Ein Schreibtisch, ein Flatscreen und ein Stuhl, mehr gab es nicht auf der Bühne des Teamtheaters Tankstelle. Es war also viel Platz für Spiel. Und das fand neunzig Minuten lang sehr aufwendig statt in der Farce des britischen Enfant terribles des Theaters Mark Ravenhill.
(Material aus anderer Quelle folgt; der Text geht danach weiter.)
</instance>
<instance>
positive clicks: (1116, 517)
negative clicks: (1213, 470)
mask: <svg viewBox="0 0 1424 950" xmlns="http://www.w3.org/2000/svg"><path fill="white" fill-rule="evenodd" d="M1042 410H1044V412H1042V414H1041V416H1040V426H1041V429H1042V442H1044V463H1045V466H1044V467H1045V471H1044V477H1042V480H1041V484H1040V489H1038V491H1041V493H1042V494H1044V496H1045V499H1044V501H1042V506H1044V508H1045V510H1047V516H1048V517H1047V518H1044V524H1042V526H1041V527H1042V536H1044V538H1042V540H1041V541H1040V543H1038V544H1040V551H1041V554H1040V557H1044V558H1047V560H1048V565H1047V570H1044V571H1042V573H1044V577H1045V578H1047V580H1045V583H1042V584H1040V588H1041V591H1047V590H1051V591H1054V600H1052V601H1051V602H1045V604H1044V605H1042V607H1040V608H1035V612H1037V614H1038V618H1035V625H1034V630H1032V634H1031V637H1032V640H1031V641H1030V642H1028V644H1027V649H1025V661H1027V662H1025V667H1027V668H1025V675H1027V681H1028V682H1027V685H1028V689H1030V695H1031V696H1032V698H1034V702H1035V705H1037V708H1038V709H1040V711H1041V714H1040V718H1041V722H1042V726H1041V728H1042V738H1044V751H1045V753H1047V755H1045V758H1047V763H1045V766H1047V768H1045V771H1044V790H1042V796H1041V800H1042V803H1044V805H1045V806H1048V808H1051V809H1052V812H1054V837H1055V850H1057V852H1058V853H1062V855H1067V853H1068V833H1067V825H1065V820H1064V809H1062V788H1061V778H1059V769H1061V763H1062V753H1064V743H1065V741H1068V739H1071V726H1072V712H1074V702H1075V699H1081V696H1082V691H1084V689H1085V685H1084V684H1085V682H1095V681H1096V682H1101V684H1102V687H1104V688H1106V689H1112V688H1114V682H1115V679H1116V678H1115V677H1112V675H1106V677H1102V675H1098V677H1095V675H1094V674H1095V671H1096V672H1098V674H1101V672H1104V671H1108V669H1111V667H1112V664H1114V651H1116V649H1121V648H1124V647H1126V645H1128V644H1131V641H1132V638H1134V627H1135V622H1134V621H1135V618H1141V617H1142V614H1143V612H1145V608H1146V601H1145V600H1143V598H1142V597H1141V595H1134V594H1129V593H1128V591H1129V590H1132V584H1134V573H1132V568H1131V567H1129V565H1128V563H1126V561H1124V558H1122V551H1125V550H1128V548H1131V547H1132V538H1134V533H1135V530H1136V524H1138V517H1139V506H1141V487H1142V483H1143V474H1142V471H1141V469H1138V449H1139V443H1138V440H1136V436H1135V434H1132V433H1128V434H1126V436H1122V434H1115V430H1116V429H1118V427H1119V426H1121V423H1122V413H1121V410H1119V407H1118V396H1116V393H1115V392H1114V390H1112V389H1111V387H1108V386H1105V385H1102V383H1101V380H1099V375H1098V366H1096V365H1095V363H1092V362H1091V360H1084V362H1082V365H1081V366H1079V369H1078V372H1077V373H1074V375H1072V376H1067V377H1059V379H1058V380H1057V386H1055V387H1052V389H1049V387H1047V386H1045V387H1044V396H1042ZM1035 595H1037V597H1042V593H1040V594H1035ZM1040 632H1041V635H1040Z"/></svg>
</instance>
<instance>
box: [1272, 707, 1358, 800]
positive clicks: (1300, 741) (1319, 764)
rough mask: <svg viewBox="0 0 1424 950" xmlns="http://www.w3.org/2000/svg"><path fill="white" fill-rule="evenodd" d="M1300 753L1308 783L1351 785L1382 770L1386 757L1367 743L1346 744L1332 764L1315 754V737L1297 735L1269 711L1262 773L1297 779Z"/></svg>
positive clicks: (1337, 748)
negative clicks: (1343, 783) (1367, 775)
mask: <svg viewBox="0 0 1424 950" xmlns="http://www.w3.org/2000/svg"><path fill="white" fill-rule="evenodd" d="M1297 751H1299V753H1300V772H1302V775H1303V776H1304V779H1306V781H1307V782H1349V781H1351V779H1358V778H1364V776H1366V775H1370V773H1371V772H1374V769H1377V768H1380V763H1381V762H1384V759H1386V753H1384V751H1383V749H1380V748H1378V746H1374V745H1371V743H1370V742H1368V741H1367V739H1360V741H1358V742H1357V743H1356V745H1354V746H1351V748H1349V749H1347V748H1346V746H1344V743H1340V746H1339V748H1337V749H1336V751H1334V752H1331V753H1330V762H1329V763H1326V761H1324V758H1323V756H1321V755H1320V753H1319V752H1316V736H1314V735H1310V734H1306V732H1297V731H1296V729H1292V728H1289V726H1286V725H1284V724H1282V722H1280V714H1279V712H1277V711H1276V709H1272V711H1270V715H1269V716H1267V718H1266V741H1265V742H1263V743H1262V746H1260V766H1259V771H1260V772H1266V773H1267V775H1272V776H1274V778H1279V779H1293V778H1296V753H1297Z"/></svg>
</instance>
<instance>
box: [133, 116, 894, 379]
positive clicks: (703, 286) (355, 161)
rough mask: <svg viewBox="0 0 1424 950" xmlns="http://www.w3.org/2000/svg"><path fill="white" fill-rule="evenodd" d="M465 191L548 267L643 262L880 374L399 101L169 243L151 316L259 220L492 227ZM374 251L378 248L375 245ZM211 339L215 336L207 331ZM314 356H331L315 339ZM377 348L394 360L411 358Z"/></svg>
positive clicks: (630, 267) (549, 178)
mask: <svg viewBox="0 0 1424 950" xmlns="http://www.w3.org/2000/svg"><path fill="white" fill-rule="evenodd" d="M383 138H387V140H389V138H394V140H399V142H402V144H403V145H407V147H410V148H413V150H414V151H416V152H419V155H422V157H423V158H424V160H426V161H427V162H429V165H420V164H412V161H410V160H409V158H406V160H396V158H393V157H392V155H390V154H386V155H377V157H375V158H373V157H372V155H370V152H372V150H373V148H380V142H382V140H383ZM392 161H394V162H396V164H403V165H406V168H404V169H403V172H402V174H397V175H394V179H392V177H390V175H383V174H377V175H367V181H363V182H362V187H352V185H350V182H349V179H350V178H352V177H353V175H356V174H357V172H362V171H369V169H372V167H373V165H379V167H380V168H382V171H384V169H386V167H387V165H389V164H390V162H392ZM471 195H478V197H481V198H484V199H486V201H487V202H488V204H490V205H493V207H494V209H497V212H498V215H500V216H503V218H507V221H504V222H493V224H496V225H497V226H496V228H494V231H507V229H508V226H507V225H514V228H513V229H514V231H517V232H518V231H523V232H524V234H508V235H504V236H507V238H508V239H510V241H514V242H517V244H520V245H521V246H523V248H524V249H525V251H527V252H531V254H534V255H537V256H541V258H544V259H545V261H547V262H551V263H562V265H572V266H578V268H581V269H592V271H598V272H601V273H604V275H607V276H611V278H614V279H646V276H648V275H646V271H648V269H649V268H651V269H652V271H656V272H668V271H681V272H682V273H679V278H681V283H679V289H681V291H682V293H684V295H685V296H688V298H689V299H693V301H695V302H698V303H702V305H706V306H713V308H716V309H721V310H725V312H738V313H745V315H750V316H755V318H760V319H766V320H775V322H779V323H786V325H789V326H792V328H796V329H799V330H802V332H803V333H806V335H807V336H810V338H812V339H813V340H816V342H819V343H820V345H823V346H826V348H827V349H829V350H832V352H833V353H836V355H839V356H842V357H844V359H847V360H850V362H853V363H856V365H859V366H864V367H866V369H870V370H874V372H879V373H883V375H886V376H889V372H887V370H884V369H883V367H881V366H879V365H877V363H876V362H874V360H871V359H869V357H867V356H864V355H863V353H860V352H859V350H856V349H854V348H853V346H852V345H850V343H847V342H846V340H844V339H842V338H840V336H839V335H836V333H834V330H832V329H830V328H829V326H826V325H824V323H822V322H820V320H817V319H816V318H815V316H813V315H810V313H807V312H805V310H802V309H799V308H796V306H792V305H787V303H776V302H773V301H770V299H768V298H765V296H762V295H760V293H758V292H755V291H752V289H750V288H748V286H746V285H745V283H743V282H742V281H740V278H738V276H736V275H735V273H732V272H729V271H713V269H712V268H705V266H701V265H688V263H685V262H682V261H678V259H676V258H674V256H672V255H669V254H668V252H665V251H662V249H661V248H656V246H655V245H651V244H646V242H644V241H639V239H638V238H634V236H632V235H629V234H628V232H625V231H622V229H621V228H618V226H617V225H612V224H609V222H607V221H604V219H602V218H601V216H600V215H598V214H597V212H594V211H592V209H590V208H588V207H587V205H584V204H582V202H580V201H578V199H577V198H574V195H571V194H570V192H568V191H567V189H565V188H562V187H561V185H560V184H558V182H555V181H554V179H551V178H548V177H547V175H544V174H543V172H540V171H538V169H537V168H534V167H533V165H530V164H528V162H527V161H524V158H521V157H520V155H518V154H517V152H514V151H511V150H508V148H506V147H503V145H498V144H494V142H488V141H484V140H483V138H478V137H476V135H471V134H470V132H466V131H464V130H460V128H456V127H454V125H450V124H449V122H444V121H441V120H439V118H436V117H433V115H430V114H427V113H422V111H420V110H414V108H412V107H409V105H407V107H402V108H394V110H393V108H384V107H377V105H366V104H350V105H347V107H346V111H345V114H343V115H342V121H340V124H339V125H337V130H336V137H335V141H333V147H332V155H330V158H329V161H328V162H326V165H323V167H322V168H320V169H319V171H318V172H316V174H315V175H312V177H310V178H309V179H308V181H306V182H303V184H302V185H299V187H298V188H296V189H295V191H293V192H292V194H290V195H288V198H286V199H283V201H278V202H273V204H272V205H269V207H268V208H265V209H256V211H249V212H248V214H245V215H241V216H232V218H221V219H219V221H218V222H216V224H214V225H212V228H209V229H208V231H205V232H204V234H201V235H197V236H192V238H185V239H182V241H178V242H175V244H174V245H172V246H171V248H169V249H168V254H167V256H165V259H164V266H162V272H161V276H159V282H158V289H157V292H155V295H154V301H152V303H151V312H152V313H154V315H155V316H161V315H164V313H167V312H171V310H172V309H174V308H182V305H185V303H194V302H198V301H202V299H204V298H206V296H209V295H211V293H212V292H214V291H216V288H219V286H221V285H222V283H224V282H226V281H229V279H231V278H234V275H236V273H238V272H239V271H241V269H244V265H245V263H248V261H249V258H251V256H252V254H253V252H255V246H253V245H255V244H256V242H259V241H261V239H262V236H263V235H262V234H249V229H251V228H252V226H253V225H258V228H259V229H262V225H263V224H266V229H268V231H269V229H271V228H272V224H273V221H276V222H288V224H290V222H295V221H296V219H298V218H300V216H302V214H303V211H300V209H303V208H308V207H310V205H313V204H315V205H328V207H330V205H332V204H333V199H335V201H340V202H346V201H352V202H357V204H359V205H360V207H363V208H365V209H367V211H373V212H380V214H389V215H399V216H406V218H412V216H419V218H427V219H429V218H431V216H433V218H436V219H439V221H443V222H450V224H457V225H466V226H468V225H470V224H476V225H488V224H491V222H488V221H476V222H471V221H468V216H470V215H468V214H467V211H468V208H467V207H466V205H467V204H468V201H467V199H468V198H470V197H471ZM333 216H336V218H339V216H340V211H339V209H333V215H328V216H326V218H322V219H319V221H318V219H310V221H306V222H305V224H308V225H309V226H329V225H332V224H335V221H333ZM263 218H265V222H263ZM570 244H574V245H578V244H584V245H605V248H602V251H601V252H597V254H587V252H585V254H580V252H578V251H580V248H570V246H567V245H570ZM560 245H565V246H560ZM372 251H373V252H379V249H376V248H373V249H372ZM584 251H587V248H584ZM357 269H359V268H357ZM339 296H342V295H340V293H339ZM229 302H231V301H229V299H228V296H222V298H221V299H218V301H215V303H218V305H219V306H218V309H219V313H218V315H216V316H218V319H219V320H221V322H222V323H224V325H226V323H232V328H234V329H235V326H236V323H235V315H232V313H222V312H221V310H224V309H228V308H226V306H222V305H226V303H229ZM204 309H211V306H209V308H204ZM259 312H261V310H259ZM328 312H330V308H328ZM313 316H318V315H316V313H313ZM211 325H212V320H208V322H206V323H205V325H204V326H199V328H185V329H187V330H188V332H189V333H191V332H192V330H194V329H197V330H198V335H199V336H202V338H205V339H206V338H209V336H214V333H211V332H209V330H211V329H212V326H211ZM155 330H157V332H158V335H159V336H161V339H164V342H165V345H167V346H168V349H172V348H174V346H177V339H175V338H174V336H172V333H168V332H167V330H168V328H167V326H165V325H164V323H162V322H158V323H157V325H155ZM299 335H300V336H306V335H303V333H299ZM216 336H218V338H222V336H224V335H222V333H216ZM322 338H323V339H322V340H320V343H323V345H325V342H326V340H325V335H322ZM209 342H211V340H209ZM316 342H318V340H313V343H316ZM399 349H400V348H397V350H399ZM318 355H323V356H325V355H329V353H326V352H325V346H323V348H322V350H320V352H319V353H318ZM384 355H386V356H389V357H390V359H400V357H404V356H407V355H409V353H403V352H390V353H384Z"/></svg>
Der Produzent James hatte die Starschauspielerin Olivia zu einem Casting geladen. Ihm war ein Drehbuch in die Hände gefallen, das ihn unter Hochspannung gesetzt hat. Er sah am Horizont seines geistigen Auges schon den Oscar blinken. Während er auf die begehrte Diva wartete,  prüfte er eine andere junge Darstellerin, die sich in atemlosem Spiel für die Rolle einer „Bombenfrau“ (Selbstmordattentäterin) mit gewaltigen und epochalen Argumenten zu qualifizieren suchte. Anna Dietmann feuerte ihre Anklage in die Welt hinaus, war zerbrechlich und kraftvoll zugleich und wirkte dabei eigentlich sehr überzeugend. Doch sie ist ein Noname im Showbusiness und das Interesse des schmierigen Produzenten war vielmehr auf die Unterwäsche, resp. auf das, was sich darunter befand, gerichtet. Sein Urteil: gleichermaßen unqualifiziert und niederschmetternd; sein Umgangston: rüde und erniedrigend. Der massige und stimmgewaltige Clemens Nicol walzte die junge, verängstigte Frau geradezu platt. Als sie nicht willens war, Einblicke in ihre Wäsche zu erlauben, erlosch das Interesse prompt und schnaufend drängt Nicol sie gnadenlos von der Bühne, um sie sogleich zu vergessen wie ein Pittbull sein Spielzeug, nachdem er es in alle Einzelteile zerlegt hat. Soweit der eher ernste Teil der Inszenierung. Dann begann die Farce.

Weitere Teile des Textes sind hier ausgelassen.